I am going to start this post with a personal confession. I was bullied as a kid. His name was Colonel, as if he were an 8-year-old Army officer. He and his goons would take my slushy money every afternoon at summer camp. For the time we were at camp together, I can count on one hand the amount of times I tasted that sweet sugary nectar. Don’t get me wrong, I loved summer camp and went back for many years. If I had to pay two slushies per day to be there, or avoid the stand altogether, so be it.
But enough with my pity party… what does bullying have to do with archiving?
Consider your current eDiscovery workflow. How many separate solutions are a part of this process? I have had conversations with a particular GC who has one or more “point solutions” for every section of the EDRM. That is 12 different solutions that this company pays per gigabyte to use. This pricing model is genius, it guarantees a constant revenue stream for point solution vendors. I could avoid the slushy stand, but companies cannot avoid the courtroom. Repetitively paying to move data from one solution to another is like paying Colonel and his friends, Ace, Brutus, Thad, and Ajax separately each time I go for a slushy. I thought that I had a problem with bullies, but it’s clear I still have something to learn from contemporary legal departments.

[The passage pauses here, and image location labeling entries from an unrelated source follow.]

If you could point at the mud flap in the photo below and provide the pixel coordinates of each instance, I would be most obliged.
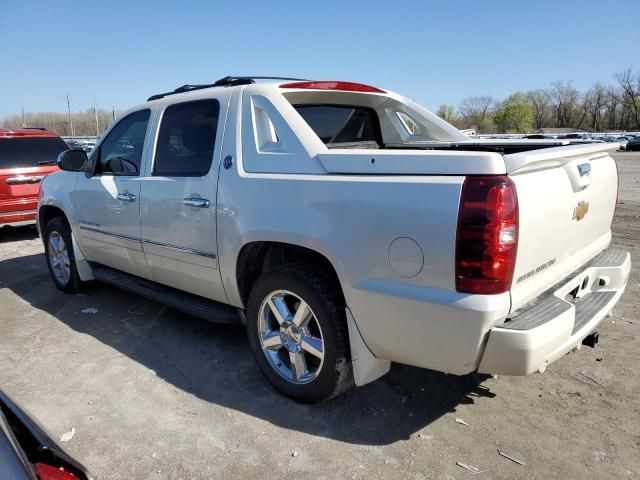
(84, 270)
(366, 367)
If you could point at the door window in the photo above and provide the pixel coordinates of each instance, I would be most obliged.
(186, 139)
(121, 152)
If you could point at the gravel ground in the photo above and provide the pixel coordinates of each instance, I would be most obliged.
(154, 394)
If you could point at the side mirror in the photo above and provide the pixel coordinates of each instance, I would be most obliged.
(73, 160)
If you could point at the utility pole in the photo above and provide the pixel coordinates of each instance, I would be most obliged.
(73, 133)
(95, 111)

Fear not, the archiving industry is here to protect you. A trend has emerged from companies who have successfully abandoned the point solution approach in favor of greener pastures. By consolidating their eDiscovery process into one end-to-end solution, they have successfully eliminated the need for point solutions. Aside from the obvious cost savings, these companies were better able to maintain chain of custody, perform faster searches, and go to one place to discover all electronically-stored information (ESI).
This is done in one of two ways: reactively and proactively. The reactive approach caters to companies with less litigation, crawling different data sources to retrieve custodians’ ESI and bring it into the archive after notice of a lawsuit has been received. Although reactive eDiscovery is less common, it is a viable solution for generally smaller companies who do not value a centralized repository for their unstructured data. The proactive approach is geared toward larger companies whose legal teams are constantly under the gun. In this scenario, all of a company’s information is collected and managed in the archive prior to notice of litigation, meaning that, with a few legal holds, they have identified, preserved, and collected all of the relevant information for the case.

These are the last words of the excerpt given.